When we look at stationary cycling, the main difference is that there are no downhills, thus no coasting time. When riding outside, you can spend 10-15% of the time not pedaling. However, when riding inside the time spent riding becomes 100% efficient, and that creates some extra fatigue, not only in the legs but also in the back.
On top of riding without any rest when riding indoors, the position on the bike makes it a bit harder due to it being completely static.
Generally, when riding seated, we see some sideways movement because of the ”non-perfect human pedaling technique. While riding the trainer, these sideways movements are amplified by the bike being fixed, which have to be absorbed by the body and creates extra strain on the back.
When riding standing, your body has more freedom of movement. The back will relax a bit, but the knees will feel the different movement patterns. Adding small standing intervals will help to keep a good balance with the position, start from 10-second intervals occasionally and increase progressively up to 1 minute.

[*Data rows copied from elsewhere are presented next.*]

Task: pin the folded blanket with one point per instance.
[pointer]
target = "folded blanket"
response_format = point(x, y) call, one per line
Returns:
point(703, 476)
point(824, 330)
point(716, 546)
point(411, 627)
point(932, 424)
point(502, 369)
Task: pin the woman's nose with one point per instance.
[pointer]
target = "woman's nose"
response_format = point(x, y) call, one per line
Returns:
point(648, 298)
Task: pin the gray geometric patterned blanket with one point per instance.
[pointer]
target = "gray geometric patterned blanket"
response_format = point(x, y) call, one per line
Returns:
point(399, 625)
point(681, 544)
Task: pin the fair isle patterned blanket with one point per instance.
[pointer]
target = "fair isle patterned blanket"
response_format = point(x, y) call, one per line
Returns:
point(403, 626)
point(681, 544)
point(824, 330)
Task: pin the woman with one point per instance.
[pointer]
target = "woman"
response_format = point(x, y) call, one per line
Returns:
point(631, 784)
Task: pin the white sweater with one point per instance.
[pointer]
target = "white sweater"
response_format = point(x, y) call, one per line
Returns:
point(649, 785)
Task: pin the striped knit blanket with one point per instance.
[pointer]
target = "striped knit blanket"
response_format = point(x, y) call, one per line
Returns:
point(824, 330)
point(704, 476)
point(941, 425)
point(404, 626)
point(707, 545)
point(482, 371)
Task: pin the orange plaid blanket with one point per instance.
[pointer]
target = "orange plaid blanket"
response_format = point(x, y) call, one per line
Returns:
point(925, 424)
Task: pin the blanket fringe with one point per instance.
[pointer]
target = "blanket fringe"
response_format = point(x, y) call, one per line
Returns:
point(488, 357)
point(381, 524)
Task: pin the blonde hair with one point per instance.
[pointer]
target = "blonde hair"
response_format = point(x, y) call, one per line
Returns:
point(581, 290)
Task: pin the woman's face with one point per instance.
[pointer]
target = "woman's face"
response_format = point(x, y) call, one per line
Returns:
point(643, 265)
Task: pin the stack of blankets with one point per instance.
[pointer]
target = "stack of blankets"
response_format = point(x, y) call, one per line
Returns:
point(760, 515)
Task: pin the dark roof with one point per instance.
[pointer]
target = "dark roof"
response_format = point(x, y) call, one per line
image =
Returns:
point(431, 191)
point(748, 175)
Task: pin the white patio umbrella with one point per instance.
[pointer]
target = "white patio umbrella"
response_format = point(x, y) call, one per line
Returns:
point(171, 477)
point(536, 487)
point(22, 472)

When riding stationary, it is natural that we adopt a more relaxed body position as we don’t need to propel the bike. This can mean that we place more weight on the saddle, and the risk of developing saddle sores may increase even if we are accustomed to riding the bike outdoors.
In case you ride a lot indoors, a potential upgrade to your set-up is the MP1 Nfinity Trainer Platform from Saris. It is a platform that allows you to move the bike laterally, forward, and backward, and it’s compatible with every trainer.
Those who ride with a power meter may notice that there is a difference in the power-heart rate relationship when compared to riding outdoors. As we have noted, the body is less efficient riding indoors, so it is entirely reasonable to lose some watts at the same heart rate. There could be up to 30 watts difference, so don’t get demoralized because of the lower values!